At the University of Pennsylvania, it is well established that a large proportion of MD-PhD students will apply for residency positions in pathology, pediatrics and medicine6. Those numbers for any given year may vary but in general a large proportion enter into fields that are already well represented or even over-represented with MD-PhDs5. A smattering of students "stray" into other fields. Anecdotally, a few current trends cannot escape notice. There are increasing numbers of MD-PhDs entering into ophthalmology, dermatology and radiation oncology. Why? Lifestyle differences or amount of protected academic time may be issues. An influence that should not be overlooked, however, is the network between students that develops especially in larger combined-degree programs. Students take great notice of the attitudes and perceptions of those more senior and to match lists. A few mentors, a few students, a perception of scientific excitement as well as a genuine interest by residency programs in MD-PhD students will lead to more students, future mentors and a renewing of the cycle.

Conjectures aside, an important question that needs to be addressed in greater depth is why MD-PhD students do not choose orthopaedic surgery.

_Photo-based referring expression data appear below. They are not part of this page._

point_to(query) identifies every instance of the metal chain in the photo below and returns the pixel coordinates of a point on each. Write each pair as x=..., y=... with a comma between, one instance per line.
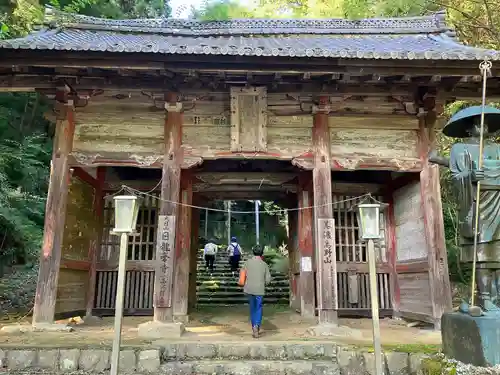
x=485, y=68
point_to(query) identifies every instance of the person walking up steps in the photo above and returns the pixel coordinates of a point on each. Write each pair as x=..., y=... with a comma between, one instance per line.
x=234, y=250
x=254, y=277
x=210, y=251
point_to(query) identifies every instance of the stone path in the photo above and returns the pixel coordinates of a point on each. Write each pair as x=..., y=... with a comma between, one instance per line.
x=227, y=324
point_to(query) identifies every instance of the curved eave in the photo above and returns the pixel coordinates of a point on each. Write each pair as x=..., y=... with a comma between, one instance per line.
x=382, y=47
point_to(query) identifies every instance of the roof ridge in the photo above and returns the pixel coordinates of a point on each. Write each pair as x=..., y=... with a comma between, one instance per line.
x=433, y=23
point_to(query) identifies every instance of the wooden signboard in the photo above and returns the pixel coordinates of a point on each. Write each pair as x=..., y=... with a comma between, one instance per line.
x=164, y=271
x=248, y=119
x=326, y=245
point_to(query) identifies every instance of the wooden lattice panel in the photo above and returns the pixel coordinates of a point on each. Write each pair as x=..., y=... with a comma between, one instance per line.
x=141, y=248
x=138, y=290
x=142, y=245
x=348, y=247
x=353, y=286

The reality is that students do not directly feel the impact of any barriers but rather function under perceptions oftentimes influenced by hearsay imparted upon them by others. What are those perceptions and what can we do either to change them where possible or to prevent them from being barriers to entry? Are MD-PhD students even aware of the need and desire for more research as espoused by the leadership of the AAOS2,3? Knowing these answers will help guide the field in attracting students from a talented and eager pool of future scientists, clinicians and leaders.

References:

1. Hurwitz, S. R., and Buckwalter, J. A.: The orthopaedic surgeon scientist: an endangered species? J Orthop Res, 17(2): 155-6., 1999. 2. Jackson, D. W.: The orthopaedic clinician-scientist. J Bone Joint Surg Am, 83-A(1): 131-5., 2001. 3. Gelberman, R. H.: The Academy on the edge: taking charge of our future. J Bone Joint Surg Am, 83-A(6): 946-50., 2001. 4. Rosenberg, L.: Physician-scientists--endangered and essential. Science, 283(5400): 331-2., 1999. 5. Clark, J. M., and Hanel, D. P.: The contribution of MD-PhD training to academic orthopaedic faculties. J Orthop Res, 19(4): 505-10., 2001. 6. Schwartz, P., and Gaulton, G. N.: Addressing the needs of basic and clinical research: analysis of graduates of the University of Pennsylvania MD-PhD program. Jama, 281(1): 96-7, 99., 1999.